Sebagai guru, saya tidak anti teknologi. Saya menyambut kemajuan. Saya pun menggunakan aplikasi belajar daring, membuat soal digital, dan ikut pelatihan virtual. Tapi saya percaya bahwa menulis tangan bukanlah sekadar aktivitas tradisional yang sudah usang. Ia adalah keterampilan dasar yang masih relevan, bahkan sangat penting, untuk pendidikan, pekerjaan, dan pengembangan karier jangka panjang.
Mari kita bicara dengan jujur. Banyak siswa sekarang bisa mengetik cepat, tetapi tidak sabar jika harus menyalin catatan di papan tulis. Mereka lebih suka menyalin gambar catatan dari teman lewat WhatsApp daripada menulis ulang sendiri. Padahal, dalam proses menulis ulang itulah otak mereka sebenarnya sedang bekerja: mengingat, memahami, dan menyusun ulang informasi.

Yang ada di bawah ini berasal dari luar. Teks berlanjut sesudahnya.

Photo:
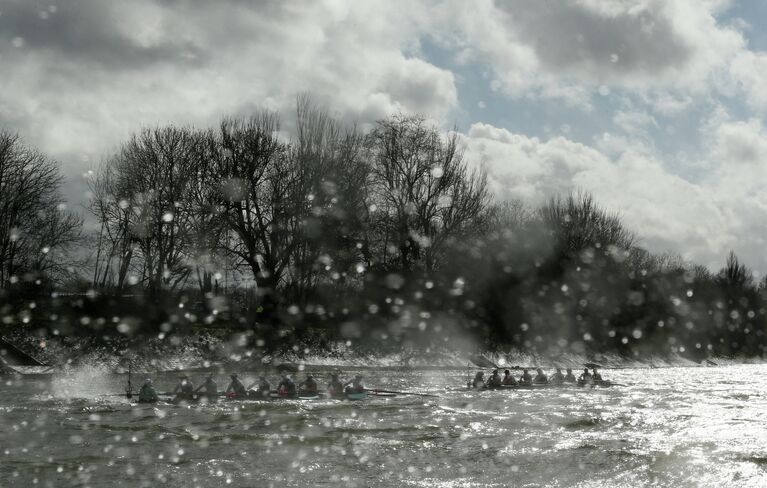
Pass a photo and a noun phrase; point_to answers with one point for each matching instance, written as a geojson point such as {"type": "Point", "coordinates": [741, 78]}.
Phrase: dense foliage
{"type": "Point", "coordinates": [387, 237]}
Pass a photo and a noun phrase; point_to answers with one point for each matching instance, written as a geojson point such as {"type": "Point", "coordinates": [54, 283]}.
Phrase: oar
{"type": "Point", "coordinates": [401, 392]}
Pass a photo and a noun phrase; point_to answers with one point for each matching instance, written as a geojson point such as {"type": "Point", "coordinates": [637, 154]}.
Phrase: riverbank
{"type": "Point", "coordinates": [209, 352]}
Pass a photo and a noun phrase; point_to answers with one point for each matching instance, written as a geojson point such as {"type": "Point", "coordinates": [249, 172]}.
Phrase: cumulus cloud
{"type": "Point", "coordinates": [80, 76]}
{"type": "Point", "coordinates": [567, 49]}
{"type": "Point", "coordinates": [87, 72]}
{"type": "Point", "coordinates": [700, 221]}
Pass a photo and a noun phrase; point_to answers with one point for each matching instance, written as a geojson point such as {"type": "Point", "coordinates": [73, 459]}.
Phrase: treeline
{"type": "Point", "coordinates": [384, 237]}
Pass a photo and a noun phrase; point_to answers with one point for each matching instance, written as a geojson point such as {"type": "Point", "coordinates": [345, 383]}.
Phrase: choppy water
{"type": "Point", "coordinates": [671, 427]}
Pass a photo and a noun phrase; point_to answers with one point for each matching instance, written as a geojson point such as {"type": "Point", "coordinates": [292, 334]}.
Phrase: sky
{"type": "Point", "coordinates": [656, 107]}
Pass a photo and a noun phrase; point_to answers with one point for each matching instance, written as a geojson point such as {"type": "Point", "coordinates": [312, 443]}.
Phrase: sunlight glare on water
{"type": "Point", "coordinates": [668, 427]}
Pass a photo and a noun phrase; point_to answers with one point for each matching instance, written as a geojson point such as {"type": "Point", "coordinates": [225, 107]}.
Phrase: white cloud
{"type": "Point", "coordinates": [700, 221]}
{"type": "Point", "coordinates": [569, 49]}
{"type": "Point", "coordinates": [750, 72]}
{"type": "Point", "coordinates": [92, 72]}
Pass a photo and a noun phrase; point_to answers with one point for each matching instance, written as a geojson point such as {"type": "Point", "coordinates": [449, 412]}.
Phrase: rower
{"type": "Point", "coordinates": [495, 380]}
{"type": "Point", "coordinates": [184, 389]}
{"type": "Point", "coordinates": [525, 379]}
{"type": "Point", "coordinates": [570, 378]}
{"type": "Point", "coordinates": [356, 385]}
{"type": "Point", "coordinates": [335, 387]}
{"type": "Point", "coordinates": [210, 387]}
{"type": "Point", "coordinates": [262, 390]}
{"type": "Point", "coordinates": [286, 388]}
{"type": "Point", "coordinates": [540, 378]}
{"type": "Point", "coordinates": [508, 380]}
{"type": "Point", "coordinates": [308, 387]}
{"type": "Point", "coordinates": [557, 378]}
{"type": "Point", "coordinates": [595, 376]}
{"type": "Point", "coordinates": [585, 377]}
{"type": "Point", "coordinates": [479, 381]}
{"type": "Point", "coordinates": [236, 389]}
{"type": "Point", "coordinates": [147, 394]}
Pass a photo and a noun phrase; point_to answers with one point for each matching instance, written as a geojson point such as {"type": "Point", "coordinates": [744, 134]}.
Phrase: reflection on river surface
{"type": "Point", "coordinates": [668, 427]}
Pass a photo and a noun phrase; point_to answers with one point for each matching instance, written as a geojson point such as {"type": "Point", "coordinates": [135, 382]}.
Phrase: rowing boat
{"type": "Point", "coordinates": [272, 396]}
{"type": "Point", "coordinates": [541, 386]}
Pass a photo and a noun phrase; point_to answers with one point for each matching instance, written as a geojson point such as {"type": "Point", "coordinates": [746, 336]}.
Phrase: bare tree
{"type": "Point", "coordinates": [260, 195]}
{"type": "Point", "coordinates": [35, 228]}
{"type": "Point", "coordinates": [334, 176]}
{"type": "Point", "coordinates": [115, 246]}
{"type": "Point", "coordinates": [423, 193]}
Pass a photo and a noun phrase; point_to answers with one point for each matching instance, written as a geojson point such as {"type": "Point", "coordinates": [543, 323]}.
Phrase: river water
{"type": "Point", "coordinates": [667, 427]}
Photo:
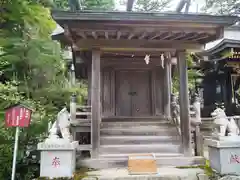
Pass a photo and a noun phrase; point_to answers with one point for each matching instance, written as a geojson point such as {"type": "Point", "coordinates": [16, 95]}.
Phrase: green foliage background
{"type": "Point", "coordinates": [32, 69]}
{"type": "Point", "coordinates": [32, 72]}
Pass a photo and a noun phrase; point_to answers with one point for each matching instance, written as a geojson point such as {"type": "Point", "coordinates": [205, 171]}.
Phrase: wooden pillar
{"type": "Point", "coordinates": [96, 103]}
{"type": "Point", "coordinates": [184, 104]}
{"type": "Point", "coordinates": [167, 89]}
{"type": "Point", "coordinates": [89, 83]}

Saya jadi teringat satu peristiwa. Beberapa tahun lalu, seorang alumni saya datang berkunjung. Sambil berbincang, ia berkata, “Pak, saya baru sadar ternyata kebiasaan bapak menyuruh kami menulis ulang materi itu sangat berguna. Di sini, saya harus mencatat kuliah dosen langsung dengan tangan, dan saya merasa lebih paham dibandingkan teman saya yang hanya merekam.”

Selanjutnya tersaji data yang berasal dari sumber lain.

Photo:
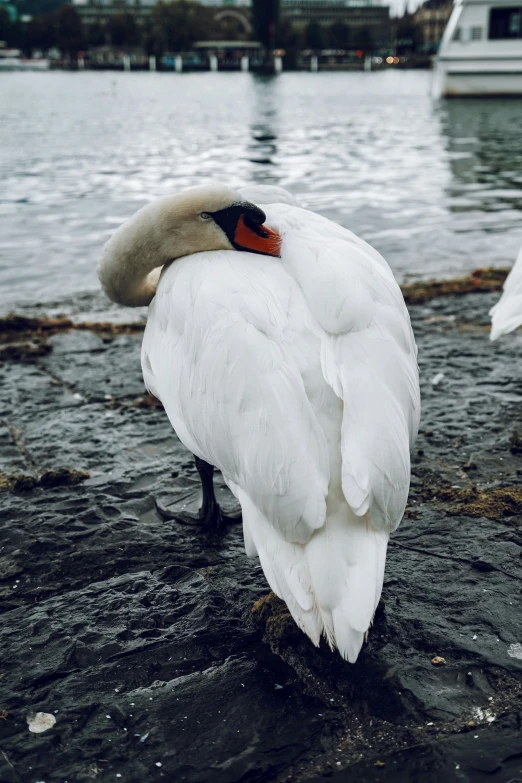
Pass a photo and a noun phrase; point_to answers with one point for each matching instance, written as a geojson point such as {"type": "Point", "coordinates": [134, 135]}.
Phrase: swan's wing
{"type": "Point", "coordinates": [213, 352]}
{"type": "Point", "coordinates": [268, 194]}
{"type": "Point", "coordinates": [506, 315]}
{"type": "Point", "coordinates": [368, 356]}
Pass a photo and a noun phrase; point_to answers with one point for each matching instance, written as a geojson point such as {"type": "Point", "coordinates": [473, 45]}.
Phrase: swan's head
{"type": "Point", "coordinates": [204, 218]}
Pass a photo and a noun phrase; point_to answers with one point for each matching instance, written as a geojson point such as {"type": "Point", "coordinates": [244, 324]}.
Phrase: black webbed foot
{"type": "Point", "coordinates": [210, 514]}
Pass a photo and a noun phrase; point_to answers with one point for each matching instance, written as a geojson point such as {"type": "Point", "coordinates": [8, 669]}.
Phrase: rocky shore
{"type": "Point", "coordinates": [151, 642]}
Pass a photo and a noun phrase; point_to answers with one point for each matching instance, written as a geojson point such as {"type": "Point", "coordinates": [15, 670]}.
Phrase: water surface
{"type": "Point", "coordinates": [436, 187]}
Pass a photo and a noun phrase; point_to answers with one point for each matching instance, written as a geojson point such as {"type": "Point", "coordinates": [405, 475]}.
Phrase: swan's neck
{"type": "Point", "coordinates": [132, 259]}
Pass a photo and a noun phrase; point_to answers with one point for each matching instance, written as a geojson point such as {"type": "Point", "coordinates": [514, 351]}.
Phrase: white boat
{"type": "Point", "coordinates": [481, 50]}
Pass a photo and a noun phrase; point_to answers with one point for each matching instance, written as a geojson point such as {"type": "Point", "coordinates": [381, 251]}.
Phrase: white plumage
{"type": "Point", "coordinates": [297, 378]}
{"type": "Point", "coordinates": [506, 315]}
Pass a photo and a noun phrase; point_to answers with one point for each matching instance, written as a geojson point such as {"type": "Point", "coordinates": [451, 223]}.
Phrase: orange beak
{"type": "Point", "coordinates": [259, 240]}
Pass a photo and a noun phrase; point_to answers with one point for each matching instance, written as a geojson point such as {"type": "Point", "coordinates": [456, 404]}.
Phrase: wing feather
{"type": "Point", "coordinates": [213, 352]}
{"type": "Point", "coordinates": [368, 357]}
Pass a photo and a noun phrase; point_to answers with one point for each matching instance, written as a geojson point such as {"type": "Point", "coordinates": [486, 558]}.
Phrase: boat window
{"type": "Point", "coordinates": [505, 23]}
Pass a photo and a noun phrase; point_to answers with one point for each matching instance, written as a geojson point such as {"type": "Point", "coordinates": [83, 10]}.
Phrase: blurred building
{"type": "Point", "coordinates": [359, 16]}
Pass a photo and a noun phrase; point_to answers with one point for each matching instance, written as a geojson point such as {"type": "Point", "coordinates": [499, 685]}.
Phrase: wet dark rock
{"type": "Point", "coordinates": [139, 635]}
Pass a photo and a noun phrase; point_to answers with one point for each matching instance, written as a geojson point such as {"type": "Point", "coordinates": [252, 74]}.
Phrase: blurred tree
{"type": "Point", "coordinates": [123, 30]}
{"type": "Point", "coordinates": [41, 33]}
{"type": "Point", "coordinates": [96, 35]}
{"type": "Point", "coordinates": [175, 26]}
{"type": "Point", "coordinates": [37, 7]}
{"type": "Point", "coordinates": [339, 35]}
{"type": "Point", "coordinates": [408, 35]}
{"type": "Point", "coordinates": [292, 42]}
{"type": "Point", "coordinates": [314, 36]}
{"type": "Point", "coordinates": [364, 39]}
{"type": "Point", "coordinates": [265, 15]}
{"type": "Point", "coordinates": [6, 26]}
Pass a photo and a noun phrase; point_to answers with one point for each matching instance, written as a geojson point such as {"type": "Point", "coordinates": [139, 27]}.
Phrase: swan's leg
{"type": "Point", "coordinates": [210, 512]}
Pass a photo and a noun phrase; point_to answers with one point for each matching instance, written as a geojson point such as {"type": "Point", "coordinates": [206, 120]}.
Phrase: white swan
{"type": "Point", "coordinates": [506, 315]}
{"type": "Point", "coordinates": [294, 372]}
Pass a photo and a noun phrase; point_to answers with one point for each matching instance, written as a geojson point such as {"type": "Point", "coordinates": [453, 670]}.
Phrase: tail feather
{"type": "Point", "coordinates": [331, 584]}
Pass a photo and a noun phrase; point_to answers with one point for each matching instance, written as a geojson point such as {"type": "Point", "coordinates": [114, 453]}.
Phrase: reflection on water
{"type": "Point", "coordinates": [437, 188]}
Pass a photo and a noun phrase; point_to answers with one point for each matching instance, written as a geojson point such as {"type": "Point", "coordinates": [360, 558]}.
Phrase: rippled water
{"type": "Point", "coordinates": [436, 187]}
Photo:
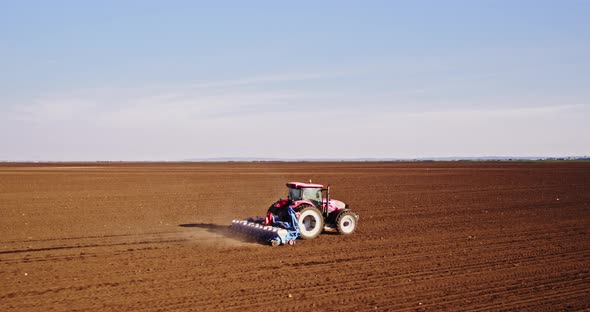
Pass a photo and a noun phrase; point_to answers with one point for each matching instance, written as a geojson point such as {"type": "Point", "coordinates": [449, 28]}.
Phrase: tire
{"type": "Point", "coordinates": [346, 222]}
{"type": "Point", "coordinates": [311, 222]}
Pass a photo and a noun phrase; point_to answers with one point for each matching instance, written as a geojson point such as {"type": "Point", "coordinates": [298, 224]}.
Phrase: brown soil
{"type": "Point", "coordinates": [432, 236]}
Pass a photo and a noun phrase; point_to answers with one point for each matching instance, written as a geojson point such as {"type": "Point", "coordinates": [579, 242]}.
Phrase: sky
{"type": "Point", "coordinates": [178, 80]}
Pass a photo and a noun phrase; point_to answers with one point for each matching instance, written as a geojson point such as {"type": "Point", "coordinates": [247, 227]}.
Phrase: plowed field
{"type": "Point", "coordinates": [432, 236]}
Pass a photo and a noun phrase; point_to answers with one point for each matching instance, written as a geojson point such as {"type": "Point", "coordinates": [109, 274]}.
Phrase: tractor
{"type": "Point", "coordinates": [305, 213]}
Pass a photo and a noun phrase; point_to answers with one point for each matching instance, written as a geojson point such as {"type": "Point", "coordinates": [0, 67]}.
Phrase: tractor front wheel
{"type": "Point", "coordinates": [346, 222]}
{"type": "Point", "coordinates": [311, 222]}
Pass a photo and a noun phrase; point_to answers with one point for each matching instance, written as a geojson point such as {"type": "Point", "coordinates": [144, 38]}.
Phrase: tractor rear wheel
{"type": "Point", "coordinates": [346, 222]}
{"type": "Point", "coordinates": [311, 222]}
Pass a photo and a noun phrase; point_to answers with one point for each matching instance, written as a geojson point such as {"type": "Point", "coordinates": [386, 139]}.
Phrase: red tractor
{"type": "Point", "coordinates": [315, 210]}
{"type": "Point", "coordinates": [307, 211]}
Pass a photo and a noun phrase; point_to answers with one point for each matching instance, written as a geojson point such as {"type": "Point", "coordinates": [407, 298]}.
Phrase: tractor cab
{"type": "Point", "coordinates": [307, 192]}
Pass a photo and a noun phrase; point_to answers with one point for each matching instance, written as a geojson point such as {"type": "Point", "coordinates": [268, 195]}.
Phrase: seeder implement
{"type": "Point", "coordinates": [272, 235]}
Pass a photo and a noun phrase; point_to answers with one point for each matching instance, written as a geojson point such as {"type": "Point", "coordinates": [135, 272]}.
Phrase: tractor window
{"type": "Point", "coordinates": [314, 194]}
{"type": "Point", "coordinates": [294, 194]}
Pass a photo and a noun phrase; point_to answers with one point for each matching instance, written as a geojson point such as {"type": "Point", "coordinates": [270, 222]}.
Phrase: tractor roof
{"type": "Point", "coordinates": [303, 185]}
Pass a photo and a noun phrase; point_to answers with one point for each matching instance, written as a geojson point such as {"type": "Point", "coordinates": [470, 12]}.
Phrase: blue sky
{"type": "Point", "coordinates": [173, 80]}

Pernyataan itu sederhana, tapi menohok. Saya merasa ada yang terkonfirmasi dari pengalaman saya mengajar: menulis tangan memperkuat proses belajar. Bukan sekadar catatan, tapi sebuah latihan kognitif.

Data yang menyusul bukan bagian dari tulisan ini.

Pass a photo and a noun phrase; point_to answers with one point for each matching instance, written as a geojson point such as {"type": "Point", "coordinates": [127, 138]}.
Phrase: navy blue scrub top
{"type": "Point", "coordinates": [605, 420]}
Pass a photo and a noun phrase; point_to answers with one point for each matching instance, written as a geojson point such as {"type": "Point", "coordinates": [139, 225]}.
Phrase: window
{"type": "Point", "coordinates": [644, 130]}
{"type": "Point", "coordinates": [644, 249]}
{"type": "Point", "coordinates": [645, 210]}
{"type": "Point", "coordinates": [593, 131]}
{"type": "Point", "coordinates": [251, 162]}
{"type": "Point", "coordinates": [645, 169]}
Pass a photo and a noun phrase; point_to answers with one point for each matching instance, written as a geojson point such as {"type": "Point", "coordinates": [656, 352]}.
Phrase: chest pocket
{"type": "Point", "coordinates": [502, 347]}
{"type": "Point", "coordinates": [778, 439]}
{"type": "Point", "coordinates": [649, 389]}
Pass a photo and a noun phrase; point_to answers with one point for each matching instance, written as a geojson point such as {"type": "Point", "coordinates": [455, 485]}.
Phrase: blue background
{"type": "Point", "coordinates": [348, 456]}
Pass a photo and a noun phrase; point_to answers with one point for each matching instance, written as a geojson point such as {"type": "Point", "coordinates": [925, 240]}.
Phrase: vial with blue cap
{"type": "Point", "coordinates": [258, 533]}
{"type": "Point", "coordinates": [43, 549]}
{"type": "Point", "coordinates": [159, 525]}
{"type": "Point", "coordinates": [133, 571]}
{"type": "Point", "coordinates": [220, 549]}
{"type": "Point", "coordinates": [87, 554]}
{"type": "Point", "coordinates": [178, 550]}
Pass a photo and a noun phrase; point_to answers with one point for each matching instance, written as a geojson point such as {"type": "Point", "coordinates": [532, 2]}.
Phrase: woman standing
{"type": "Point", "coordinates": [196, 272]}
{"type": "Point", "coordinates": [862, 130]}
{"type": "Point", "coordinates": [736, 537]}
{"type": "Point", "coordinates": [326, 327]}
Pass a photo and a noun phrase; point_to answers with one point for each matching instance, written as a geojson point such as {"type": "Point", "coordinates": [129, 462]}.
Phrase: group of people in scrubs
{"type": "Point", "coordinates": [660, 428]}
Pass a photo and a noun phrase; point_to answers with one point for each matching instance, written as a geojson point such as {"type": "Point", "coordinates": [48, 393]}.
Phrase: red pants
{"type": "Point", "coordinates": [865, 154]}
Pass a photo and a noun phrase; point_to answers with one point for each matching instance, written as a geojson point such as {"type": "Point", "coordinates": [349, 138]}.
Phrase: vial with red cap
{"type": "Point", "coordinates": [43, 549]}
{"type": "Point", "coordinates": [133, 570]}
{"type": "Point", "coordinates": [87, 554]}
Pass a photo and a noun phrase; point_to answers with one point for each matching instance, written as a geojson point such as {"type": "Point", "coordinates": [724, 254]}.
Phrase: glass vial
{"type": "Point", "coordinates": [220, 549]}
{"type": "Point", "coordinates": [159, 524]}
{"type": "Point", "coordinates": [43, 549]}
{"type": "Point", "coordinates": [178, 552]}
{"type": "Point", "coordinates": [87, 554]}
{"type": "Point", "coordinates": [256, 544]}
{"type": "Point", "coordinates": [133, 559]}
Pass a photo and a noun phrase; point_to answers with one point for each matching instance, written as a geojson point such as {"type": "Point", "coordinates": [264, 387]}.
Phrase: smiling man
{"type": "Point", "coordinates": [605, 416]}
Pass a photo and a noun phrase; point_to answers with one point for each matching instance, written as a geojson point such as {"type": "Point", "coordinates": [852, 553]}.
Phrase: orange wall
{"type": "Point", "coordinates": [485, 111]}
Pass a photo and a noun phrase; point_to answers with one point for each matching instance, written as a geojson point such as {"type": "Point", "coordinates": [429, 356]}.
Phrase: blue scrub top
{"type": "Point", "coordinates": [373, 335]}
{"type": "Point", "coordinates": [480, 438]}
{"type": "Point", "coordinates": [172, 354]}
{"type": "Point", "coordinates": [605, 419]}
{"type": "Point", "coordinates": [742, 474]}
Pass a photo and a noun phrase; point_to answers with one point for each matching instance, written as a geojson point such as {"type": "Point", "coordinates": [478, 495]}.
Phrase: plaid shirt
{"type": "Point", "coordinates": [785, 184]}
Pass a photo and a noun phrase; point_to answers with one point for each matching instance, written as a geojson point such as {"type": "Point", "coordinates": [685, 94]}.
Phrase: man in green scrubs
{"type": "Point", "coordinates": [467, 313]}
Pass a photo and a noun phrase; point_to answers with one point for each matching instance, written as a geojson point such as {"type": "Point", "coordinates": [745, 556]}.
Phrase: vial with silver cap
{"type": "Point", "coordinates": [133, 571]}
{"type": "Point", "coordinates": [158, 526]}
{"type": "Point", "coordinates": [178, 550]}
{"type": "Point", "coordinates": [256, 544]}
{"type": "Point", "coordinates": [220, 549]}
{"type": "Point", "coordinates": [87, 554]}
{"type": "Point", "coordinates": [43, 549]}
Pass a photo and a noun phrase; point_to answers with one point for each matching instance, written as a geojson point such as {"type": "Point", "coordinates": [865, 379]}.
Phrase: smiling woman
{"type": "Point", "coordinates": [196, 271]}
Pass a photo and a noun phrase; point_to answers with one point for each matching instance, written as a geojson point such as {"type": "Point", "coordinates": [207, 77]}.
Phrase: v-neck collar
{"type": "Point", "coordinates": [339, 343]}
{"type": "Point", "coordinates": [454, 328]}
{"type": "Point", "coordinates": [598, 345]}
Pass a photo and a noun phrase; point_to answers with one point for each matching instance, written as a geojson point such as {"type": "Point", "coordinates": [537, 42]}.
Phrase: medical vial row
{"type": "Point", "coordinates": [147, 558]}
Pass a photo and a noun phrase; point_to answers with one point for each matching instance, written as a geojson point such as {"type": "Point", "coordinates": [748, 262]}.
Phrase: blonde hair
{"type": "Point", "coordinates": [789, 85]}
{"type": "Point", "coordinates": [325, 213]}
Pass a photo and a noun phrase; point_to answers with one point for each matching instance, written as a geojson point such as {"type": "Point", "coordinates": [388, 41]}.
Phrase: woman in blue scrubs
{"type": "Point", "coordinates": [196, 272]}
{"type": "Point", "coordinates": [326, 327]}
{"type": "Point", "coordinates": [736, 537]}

Menulis Tangan untuk Pendidikan: Kembali ke Proses, Bukan Sekadar Hasil
Dalam dunia pendidikan yang serba cepat, orientasi kita sering hanya pada hasil: nilai ujian, kelulusan, sertifikat. Padahal, esensi dari pendidikan adalah proses berpikir. Menulis tangan memaksa siswa untuk berpikir pelan-pelan. Mereka harus memilah mana informasi penting, menyusunnya dalam kalimat sendiri, dan menuliskannya satu per satu.
Itu sebabnya saya masih memberi tugas esai atau refleksi harian dengan tulisan tangan. Saya ingin siswa saya merasa lelah secara sehat karena berpikir dan menulis. Saya percaya, lewat tulisan tangan, mereka lebih terhubung dengan isi pikirannya sendiri. Mereka belajar memahami bukan hanya materi, tapi juga diri mereka.
Penelitian juga mendukung ini. Banyak studi menunjukkan bahwa menulis tangan membantu retensi memori lebih baik dibandingkan mengetik. Menulis dengan tangan mengaktifkan area otak yang berkaitan dengan pengolahan informasi dan pengaturan motorik halus. Inilah mengapa siswa yang mencatat dengan tangan cenderung lebih memahami konsep dibandingkan mereka yang hanya mengetik cepat tanpa memproses makna.